Single by Good Charlotte

from the album Good Charlotte
- B-side: "The Click"; "Thank You Mom";
- Released: July 24, 2000
- Length: 3:23
- Label: Epic
- Songwriters: Benji Madden; Joel Madden;
- Producer: Don Gilmore

Good Charlotte singles chronology
|  | "Little Things" (2000) | "The Motivation Proclamation" (2001) |

Music video
- "Little Things" on YouTube

= Little Things (Good Charlotte song) =

2000 single by Good Charlotte

"Little Things" is a song by American band Good Charlotte from their self-titled debut album. The song was released as their debut single on July 24, 2000. It peaked at number 23 on the US Billboard Modern Rock Tracks chart and number 61 in Australia.

==Music video==
The music video shows the band performing in a high school. It was directed by Nigel Dick and was filmed between July 17 and 18, 2000, at Lorne Park Secondary School in Mississauga, Ontario, Canada.
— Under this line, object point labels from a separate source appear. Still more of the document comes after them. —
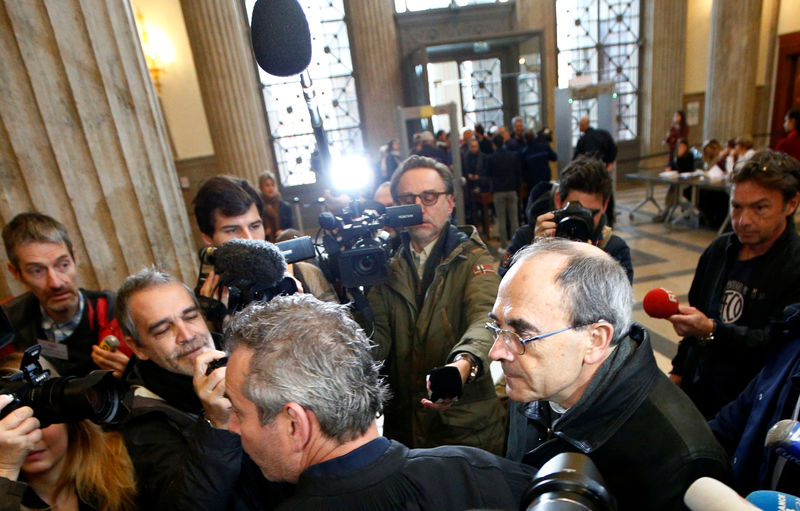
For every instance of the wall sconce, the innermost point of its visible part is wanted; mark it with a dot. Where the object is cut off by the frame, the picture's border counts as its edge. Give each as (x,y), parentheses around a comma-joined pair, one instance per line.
(157,48)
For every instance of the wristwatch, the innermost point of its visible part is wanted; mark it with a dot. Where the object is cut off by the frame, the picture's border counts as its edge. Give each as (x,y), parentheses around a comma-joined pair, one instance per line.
(473,364)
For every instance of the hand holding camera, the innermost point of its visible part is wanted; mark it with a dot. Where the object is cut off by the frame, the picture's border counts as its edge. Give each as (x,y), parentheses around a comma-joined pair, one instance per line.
(19,433)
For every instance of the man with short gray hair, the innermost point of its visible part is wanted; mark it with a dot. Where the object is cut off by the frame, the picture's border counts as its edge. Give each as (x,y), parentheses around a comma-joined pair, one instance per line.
(584,378)
(305,391)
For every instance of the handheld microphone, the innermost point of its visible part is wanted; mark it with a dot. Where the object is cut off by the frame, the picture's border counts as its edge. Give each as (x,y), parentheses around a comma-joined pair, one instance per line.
(784,438)
(280,36)
(707,494)
(660,303)
(768,500)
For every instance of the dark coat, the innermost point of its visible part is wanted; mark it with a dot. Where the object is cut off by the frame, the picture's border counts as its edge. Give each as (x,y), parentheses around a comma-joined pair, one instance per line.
(714,373)
(645,436)
(742,425)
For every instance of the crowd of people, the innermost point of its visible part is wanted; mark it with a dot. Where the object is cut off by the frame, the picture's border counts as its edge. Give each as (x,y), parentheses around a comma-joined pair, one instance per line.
(290,421)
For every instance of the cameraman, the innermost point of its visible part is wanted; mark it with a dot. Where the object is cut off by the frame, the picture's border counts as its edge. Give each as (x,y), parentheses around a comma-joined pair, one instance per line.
(61,466)
(587,181)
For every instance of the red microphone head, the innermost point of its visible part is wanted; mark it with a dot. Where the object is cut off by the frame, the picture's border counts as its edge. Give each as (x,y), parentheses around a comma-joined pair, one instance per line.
(660,303)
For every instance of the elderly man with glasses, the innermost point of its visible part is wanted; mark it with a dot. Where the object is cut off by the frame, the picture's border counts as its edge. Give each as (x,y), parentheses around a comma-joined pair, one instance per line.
(583,378)
(428,318)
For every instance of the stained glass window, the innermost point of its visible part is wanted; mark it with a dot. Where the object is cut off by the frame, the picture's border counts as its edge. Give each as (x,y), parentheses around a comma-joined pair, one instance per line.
(599,39)
(331,71)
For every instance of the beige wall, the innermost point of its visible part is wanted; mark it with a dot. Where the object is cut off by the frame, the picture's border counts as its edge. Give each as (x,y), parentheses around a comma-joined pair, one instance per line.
(180,93)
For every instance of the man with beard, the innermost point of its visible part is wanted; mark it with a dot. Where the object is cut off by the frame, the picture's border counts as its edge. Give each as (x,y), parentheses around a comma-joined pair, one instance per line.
(430,313)
(176,432)
(71,324)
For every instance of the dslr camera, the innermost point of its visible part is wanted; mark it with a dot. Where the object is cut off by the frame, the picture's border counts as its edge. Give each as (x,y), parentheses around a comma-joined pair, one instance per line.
(64,399)
(356,254)
(574,222)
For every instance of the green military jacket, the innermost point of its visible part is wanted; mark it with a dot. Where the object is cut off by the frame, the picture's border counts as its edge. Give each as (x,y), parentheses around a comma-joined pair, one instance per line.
(413,340)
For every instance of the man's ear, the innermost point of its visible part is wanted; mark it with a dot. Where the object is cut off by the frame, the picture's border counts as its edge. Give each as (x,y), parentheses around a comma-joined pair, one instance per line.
(135,348)
(601,334)
(299,425)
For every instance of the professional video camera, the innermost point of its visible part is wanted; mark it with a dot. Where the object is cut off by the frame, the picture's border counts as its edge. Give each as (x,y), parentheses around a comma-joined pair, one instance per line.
(65,399)
(253,270)
(574,222)
(568,482)
(356,254)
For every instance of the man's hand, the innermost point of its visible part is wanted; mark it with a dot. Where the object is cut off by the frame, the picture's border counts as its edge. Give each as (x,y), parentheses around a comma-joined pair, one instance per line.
(689,321)
(114,360)
(444,404)
(545,225)
(212,289)
(19,433)
(211,389)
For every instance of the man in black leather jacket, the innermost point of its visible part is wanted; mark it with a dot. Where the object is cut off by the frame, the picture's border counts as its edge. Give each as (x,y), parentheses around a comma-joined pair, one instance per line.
(585,379)
(184,456)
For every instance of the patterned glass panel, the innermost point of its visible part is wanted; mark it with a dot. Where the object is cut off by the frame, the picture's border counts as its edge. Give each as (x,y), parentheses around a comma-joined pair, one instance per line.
(599,39)
(331,71)
(481,92)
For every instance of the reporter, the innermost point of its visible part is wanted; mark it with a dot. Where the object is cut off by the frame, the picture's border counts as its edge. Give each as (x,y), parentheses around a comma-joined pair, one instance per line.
(64,467)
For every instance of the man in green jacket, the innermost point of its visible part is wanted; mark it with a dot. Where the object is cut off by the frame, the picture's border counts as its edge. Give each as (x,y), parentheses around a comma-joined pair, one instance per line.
(431,313)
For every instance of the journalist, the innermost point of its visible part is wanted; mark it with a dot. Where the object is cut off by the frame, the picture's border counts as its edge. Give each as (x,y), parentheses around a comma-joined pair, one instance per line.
(305,408)
(584,378)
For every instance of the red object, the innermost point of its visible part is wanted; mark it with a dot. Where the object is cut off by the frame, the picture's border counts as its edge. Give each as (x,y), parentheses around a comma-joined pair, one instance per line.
(660,303)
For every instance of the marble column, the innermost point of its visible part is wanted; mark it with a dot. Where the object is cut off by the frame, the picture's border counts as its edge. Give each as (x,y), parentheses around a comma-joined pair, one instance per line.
(663,63)
(82,139)
(732,63)
(376,60)
(220,39)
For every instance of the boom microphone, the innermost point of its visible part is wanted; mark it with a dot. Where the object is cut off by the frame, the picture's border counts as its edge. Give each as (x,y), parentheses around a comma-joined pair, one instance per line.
(660,303)
(708,494)
(281,38)
(784,438)
(252,261)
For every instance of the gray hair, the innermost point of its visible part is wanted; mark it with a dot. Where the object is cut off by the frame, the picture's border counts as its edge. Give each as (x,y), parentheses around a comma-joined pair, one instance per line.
(421,162)
(594,286)
(311,353)
(144,279)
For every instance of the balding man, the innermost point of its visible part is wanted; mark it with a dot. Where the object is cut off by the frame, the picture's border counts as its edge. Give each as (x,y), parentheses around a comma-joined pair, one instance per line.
(584,378)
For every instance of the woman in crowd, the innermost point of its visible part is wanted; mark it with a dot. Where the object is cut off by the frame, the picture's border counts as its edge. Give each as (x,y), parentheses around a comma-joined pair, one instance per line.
(277,212)
(62,467)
Mandy Moore appears in the video.

==Track listing==
1. "Little Things" – 3:24
2. "The Click" – 3:36
3. "Thank You Mom" – 3:53

==Charts==

Weekly chart performance for "Little Things"
| Chart (2001) | Peak position |
|---|---|
| Australia (ARIA) | 61 |
| US Alternative Airplay (Billboard) | 23 |

==Certifications==

Certifications for "Little Things"
| Region | Certification | Certified units/sales |
| United States (RIAA) | Gold | 500,000^{‡} |
^{‡} Sales+streaming figures based on certification alone.